The John Warner National Defense Authorization Act for Fiscal Year 2007 was passed out of a joint house and senate conference in late September and signed into law October 17. The bill authorizes $463 Billion that includes $84.2 billion in procurement funding, $73 billion for research, development, test and evaluations, $155 billion for operation and maintenance and other programs and $110 billion for military personnel as well as an additional amount of $70 billion for “bridge funding” of operations in Iraq and Afghanistan. Though the earlier House and Senate bills contained several more radical proposals, the final version took a more cautious role, leaving open for the future many key issues.
Technical Data Rights. The final version marked a compromise. The government put forth a proposal to purchase data rights “in full” for major defense systems so that that government rights over technical data would be preserved while industry objections argued the proposal would disrupt the careful balance between private and government-funded research that allocated rights to the party that has invested in developing the technical data at issue. The compromised version would call on DOD program managers to assess long tem technical data needs and to establish acquisition strategies to ensure available technical data rights for major weapon system is sustained. Specifically, the legislation will require contractors and subcontractors to prove, if challenged, that technical data in major weapons systems were developed at private expense in which case they will be entitled to special protections. There is a pro-government presumption that the government is entitled to the data rights and the contractor must prove it was produced exclusively at private expense.
Berry Amendment. The Berry amendment, first passed in 1941 and extensively modified thereafter, prohibits DOD from purchasing a wide range of foreign-made goods including specialty metals. A new section codifies specialty metals requirements that prohibits DOD from procuring certain end items or components for aircraft, missile and space systems, ships, tank and automotive items, weapons systems and ammunition that contain specialty metals not melted or produced in the US. DOD is prohibited from procuring such metals either itself or though prime contractors. The new section also provides for exceptions to the prohibition based on (1) availability – can not be procured for any prime or subcontract in the US (2) urgent needs outside the US for support of combat or contingency operations (3) when needed to comply with agreements with foreign countries to offset sales made by the US or US firms (4) when items are procured for resale in commissaries or exchanges (5) small purchases in amont below the simplified acquisition threshold and (6) electronic components where the special metal content is immaterial in value compared to the overall values of the component that uses the metal.
Excessive Pass-Through Charges. Responding to various reports criticizing excessive add-ons to pass through charges, GAO is directed to report on pass-through charges on contracts, subcontracts, or task or delivery orders entered into or on behalf of DOD. DOD will also be required to prescribe regulations that will ensure such charges are not excessive in relation to the cost of work performed by the relevant contractor or subcontractor. Pass through charges are defined as a charge to the government for overhead or profit on work performed by a lower tier contractor or subcontractor; the definition does not apply to direct costs of managing such lower-tier contracts and subcontracts nor the overhead or profit based on such direct costs.
Link Award Fees to Contractor Performance.

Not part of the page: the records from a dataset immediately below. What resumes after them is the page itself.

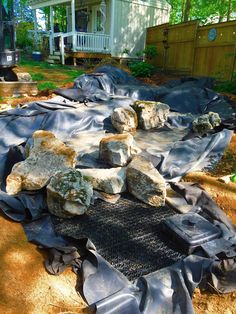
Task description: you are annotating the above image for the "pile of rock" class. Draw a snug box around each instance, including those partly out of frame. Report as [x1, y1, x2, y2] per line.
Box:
[6, 102, 169, 218]
[111, 100, 170, 133]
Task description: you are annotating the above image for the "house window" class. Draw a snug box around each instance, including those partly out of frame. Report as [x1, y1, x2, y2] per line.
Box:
[76, 9, 88, 32]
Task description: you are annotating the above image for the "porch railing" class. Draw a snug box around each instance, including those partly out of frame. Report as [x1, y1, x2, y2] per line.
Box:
[76, 32, 111, 52]
[30, 31, 111, 64]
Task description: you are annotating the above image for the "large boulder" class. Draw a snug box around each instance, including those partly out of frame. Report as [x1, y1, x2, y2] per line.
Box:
[131, 100, 170, 130]
[77, 167, 126, 194]
[111, 107, 138, 133]
[99, 133, 141, 166]
[6, 130, 75, 195]
[126, 156, 166, 207]
[47, 168, 93, 218]
[192, 112, 221, 135]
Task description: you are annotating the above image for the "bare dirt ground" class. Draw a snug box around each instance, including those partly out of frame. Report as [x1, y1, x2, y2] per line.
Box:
[0, 65, 236, 314]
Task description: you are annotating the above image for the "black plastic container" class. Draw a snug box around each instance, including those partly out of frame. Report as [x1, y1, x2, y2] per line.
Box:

In response to various reports decrying unjustified award fees paid for unsatisfactory work, the secretary of defense must issue guidance linking award and incentive fees to acquisition outcomes. The guidance must (1) ensure all new contracts using award fees link them to program cost, schedule and performance outcomes (2) establish standards for determining what level must approve such fees (3) provide guidance on what is considered to be “excellent” or “superior” performance and percentage of available fee to be paid for such performance (4) establish standards for determining what percentage fee, if any, should be paid for “acceptable”, “average”, “expected”, “good” or “satisfactory” (5) ensure no fee is paid for less than satisfactory or does not meet contract requirements and (6) provide specific direction on circumstances when an award fee not earned in one period can be rolled over to another.
A provision that would have prevented contractors from winning a public-private competition to perform Defense Department work if the only cost savings they offered came from a failure to provide retirement benefits equivalent to those of federal employees was stripped from the 2007 Defense Appropriations measure. The amendment, sponsored by Sens. Kennedy (D-Mass) and Orrin Hatch (R-Utah), did not dictate what retirement benefits contractors should provide or require they change existing practices but rather it would have required DOD to exclude retirement costs from the public-private cost comparison conducted under OMB Circular A-76. However, despite Bush administrations opposition to the policy, the FY 2007 spending measure does continue for another year the requirement that contractors’ health care coverage be taken into account when they are competing against in-house employees for DOD work. The provision is intended to ensure they do not receive a competitive edge by providing less comprehensive benefits than those offered by in-house government employees.